Ao estabelecermos uma relação entre a evolução dos conceitos de autonomia de vontade, autonomia privada e liberdade contratual, será possível encontrar em comum determinado espaço temporal compreendido na transição entre os sistemas feudalista e capitalista.

Neste sentido, estes se prestaram nesta época de mudanças para garantir a proteção da situação econômico-social emergente do liberalismo político e econômico, aliado à livre-concorrência da economia de mercado.

O período de transição dos referidos sistemas políticos se caracterizou principalmente pela "disputa" entre a classe que pode ser chamada de mercantilista, interessada na utilização dos recursos provenientes da agricultura, e a classe fundiária, detentora dos recursos utilizados para a produção agrária.

Neste panorama surgiu a necessidade de introduzir um elemento que viesse a equilibrar a equação jurídica envolvendo estas classes sociais, tendo como referência o consensualismo como produtor do vínculo jurídico, que, de um lado favorecia a classe mercantil na relação com os proprietários, e ainda, garantia o direito de propriedade destes em face de eventuais tentativas de usurpação.

O liberalismo introduzido pelos dogmas "liberdade, igualdade e fraternidade" da Revolução Francesa, tinha para o campo do direito obrigacional em sua essência a necessidade de se estabelecerem relações jurídicas (possibilidade de contratar), no intuito de fazer circular riquezas.

E isto se tornou válido, como foi visto, por meio da evolução da figura do sujeito de direito, aliada às novas perspectivas na abordagem da autonomia da vontade, autonomia privada e autonomia contratual.

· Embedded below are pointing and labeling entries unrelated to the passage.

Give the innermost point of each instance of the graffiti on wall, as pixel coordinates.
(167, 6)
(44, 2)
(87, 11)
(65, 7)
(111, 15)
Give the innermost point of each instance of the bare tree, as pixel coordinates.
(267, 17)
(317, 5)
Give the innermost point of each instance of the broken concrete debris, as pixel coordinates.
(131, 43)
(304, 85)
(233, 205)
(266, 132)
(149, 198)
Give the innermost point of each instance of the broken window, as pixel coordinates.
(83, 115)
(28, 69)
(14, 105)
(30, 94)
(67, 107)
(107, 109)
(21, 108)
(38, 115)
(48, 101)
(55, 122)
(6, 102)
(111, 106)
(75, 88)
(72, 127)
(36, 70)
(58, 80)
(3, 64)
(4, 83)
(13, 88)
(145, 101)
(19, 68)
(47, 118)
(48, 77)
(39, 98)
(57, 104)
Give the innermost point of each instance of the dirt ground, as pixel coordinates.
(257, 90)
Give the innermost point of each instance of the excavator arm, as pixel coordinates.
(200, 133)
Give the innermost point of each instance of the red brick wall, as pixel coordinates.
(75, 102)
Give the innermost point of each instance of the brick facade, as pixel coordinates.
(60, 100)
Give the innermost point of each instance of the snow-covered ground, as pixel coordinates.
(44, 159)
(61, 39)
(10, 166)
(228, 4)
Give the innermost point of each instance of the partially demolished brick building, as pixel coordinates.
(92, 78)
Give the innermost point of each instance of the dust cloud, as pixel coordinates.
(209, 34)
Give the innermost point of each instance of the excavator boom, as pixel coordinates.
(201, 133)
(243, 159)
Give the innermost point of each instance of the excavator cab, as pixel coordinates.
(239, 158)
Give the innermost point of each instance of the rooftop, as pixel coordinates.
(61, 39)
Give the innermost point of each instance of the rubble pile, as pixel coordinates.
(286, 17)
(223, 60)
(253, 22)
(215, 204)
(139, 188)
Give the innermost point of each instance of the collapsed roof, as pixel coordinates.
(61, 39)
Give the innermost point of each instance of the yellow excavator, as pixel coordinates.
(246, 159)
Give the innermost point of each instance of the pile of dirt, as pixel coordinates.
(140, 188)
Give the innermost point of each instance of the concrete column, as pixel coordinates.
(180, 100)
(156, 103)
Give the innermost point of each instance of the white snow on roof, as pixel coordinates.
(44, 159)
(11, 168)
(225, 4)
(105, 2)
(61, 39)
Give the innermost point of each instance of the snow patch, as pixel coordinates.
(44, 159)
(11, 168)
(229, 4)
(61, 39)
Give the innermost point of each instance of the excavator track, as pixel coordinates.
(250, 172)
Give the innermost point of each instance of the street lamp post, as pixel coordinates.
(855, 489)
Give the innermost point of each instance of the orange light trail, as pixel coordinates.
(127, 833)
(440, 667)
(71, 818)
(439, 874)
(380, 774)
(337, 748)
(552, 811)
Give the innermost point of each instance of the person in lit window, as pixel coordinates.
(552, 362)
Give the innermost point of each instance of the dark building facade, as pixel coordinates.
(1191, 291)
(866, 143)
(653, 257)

O elemento volitivo, como fator de eficácia jurídica e criação de relações jurídicas, deve estar revestido da forma estabelecida pelo sistema normativo, dividindo a doutrina neste aspecto em duas grandes vertentes: aquela que considerava a vontade como elemento essencial do direito subjetivo e a outra que o tinha no objeto, ou seja, no interesse protegido.

De qualquer maneira, a possibilidade ou faculdade de que dispõe o indivíduo para atuar de acordo com a sua vontade, fundamentalmente para as relações que importem para o direito, pode ser chamada de liberdade jurídica.

No âmbito desta liberdade, ou seja, na criação, modificação, extinção de direitos, ou no poder de regular juridicamente estas relações, dando-lhes conteúdo e eficácia reconhecida e determinada pelo Direito, encontra-se a autonomia, vocábulo grego que significa "dar leis a si mesmo".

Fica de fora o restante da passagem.